Standard introspection tools used in server-based deployments — such as
tail -f logfile,
iostat — aren't valid in a multi-tenant cloud environment. We need new tools, new approaches. Heroku's new runtime stack, Celadon Cedar, includes three powerful tools for visibility and introspection:
heroku logs, and
heroku releases. This post will examine each.
But first, a story.
The Deploy Gone Wrong (A Parable)
The FooBaz Co development team practices continuous deployment, pushing new code to their production app running on Heroku several times a day. Today, happy-go-lucky coder Ned has done a small refactoring which pulls some duplicated code out into a new library, called
Utils. The unit tests are all green, and the app looks good running under Foreman on his local workstation; so Ned pushes his changes up to production.

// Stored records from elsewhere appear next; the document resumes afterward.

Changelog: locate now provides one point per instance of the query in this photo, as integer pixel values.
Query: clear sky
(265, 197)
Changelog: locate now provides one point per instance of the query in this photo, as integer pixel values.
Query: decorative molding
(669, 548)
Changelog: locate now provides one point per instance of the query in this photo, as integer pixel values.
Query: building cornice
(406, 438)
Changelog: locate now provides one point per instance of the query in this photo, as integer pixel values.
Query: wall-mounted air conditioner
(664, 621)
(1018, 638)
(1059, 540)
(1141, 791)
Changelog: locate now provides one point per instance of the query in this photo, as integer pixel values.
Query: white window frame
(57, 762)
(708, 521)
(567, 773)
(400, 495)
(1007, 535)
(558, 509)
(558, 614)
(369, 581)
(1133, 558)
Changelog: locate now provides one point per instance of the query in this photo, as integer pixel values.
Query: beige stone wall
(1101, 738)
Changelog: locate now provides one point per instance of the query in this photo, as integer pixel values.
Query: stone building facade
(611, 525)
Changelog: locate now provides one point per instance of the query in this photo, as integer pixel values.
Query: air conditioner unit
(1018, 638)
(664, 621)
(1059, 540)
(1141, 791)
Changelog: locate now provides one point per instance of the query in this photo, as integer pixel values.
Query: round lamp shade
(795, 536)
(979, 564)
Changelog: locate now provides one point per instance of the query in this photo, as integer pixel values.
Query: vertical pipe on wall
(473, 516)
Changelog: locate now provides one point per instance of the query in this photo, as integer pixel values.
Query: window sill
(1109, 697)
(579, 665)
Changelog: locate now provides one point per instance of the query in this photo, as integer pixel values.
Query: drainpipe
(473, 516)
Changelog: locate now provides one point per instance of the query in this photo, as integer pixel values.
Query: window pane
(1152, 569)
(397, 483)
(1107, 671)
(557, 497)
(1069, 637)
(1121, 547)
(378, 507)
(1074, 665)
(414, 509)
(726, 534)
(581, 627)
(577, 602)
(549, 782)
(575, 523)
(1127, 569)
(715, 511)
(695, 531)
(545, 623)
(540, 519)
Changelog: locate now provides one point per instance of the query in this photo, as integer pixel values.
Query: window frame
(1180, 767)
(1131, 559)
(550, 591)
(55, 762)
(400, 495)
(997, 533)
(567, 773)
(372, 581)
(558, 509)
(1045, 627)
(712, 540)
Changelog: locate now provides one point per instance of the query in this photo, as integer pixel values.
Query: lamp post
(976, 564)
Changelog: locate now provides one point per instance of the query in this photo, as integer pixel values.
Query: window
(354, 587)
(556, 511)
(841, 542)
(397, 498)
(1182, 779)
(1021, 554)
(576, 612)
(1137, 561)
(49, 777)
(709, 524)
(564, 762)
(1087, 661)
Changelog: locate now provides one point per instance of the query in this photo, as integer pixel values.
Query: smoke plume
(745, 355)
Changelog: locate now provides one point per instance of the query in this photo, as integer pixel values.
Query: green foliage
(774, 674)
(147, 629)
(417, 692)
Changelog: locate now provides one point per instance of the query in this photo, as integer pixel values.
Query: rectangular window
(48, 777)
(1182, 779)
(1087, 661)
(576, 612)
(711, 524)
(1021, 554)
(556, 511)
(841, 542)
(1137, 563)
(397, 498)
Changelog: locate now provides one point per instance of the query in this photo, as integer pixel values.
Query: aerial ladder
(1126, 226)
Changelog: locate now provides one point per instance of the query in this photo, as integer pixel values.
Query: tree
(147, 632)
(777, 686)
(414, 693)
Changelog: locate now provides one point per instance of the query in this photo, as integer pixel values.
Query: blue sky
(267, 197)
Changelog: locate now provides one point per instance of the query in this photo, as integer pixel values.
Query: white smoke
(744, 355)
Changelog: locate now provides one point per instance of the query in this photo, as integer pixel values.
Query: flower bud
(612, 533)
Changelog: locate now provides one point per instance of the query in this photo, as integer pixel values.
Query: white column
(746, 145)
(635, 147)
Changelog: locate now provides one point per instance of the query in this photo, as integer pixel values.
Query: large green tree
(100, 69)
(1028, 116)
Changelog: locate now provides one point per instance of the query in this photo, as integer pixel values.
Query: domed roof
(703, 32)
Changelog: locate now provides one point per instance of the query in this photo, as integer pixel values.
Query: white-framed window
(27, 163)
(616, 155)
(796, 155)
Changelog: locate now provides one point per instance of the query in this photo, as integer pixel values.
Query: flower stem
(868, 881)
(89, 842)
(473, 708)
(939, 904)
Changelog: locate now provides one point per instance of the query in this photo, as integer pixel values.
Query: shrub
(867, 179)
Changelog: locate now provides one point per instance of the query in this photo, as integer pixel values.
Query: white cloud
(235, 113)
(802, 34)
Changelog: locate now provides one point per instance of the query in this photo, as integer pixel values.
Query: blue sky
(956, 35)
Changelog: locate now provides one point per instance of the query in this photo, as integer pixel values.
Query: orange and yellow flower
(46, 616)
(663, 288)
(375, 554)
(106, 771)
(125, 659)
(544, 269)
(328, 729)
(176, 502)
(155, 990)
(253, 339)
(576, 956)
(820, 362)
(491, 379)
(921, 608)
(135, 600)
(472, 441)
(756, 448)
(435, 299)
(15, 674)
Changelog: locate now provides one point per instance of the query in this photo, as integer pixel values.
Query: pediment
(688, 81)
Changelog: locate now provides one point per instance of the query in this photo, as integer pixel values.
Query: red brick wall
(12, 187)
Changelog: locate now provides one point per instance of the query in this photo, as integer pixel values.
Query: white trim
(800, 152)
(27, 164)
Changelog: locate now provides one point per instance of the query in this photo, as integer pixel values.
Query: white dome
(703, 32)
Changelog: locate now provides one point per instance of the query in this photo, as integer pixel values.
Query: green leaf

$ git push heroku ... -----> Heroku receiving push ... -----> Launching... done, v74 http://foobaz-production.herokuapp.com deployed to Heroku
Ned likes to use the introspection tools at his disposal to check the health of the app following any deploy. He starts by examining the app's running processes with
$ heroku ps Process State Command ------------ ------------------ ------------------------------ web.1 crashed for 4s bundle exec thin start -p $PORT -e.. web.2 crashed for 2s bundle exec thin start -p $PORT -e.. worker.1 crashed for 3s bundle exec rake jobs:work worker.2 crashed for 2s bundle exec rake jobs:work
Disaster! All the processes in the process formation have crashed. Ned has a red alert on his hands — the production site is down.
Adrenaline pumping, Ned now uses the second introspection tool,
$ heroku logs --ps web.1 2011-06-19T08:35:19+00:00 heroku[web.1]: Starting process with command: `bundle exec thin start -p 38180 -e production` 2011-06-19T08:35:21+00:00 app[web.1]: /app/config/initializers/load_system.rb:12:in `<top (required)>': uninitialized constant Utils (NameError) 2011-06-19T08:35:21+00:00 app[web.1]: from /app/vendor/bundle/ruby/1.9.1/gems/railties-3.0.7.rc1/lib/rails/engine.rb:201:in `block (2 levels) in <class:Engine>' 2011-06-19T08:35:21+00:00 app[web.1]: from /app/vendor/bundle/ruby/1.9.1/gems/railties-3.0.7.rc1/lib/rails/engine.rb:200:in `each' 2011-06-19T08:35:21+00:00 app[web.1]: from /app/vendor/bundle/ruby/1.9.1/gems/railties-3.0.7.rc1/lib/rails/engine.rb:200:in `block in <class:Engine>' ...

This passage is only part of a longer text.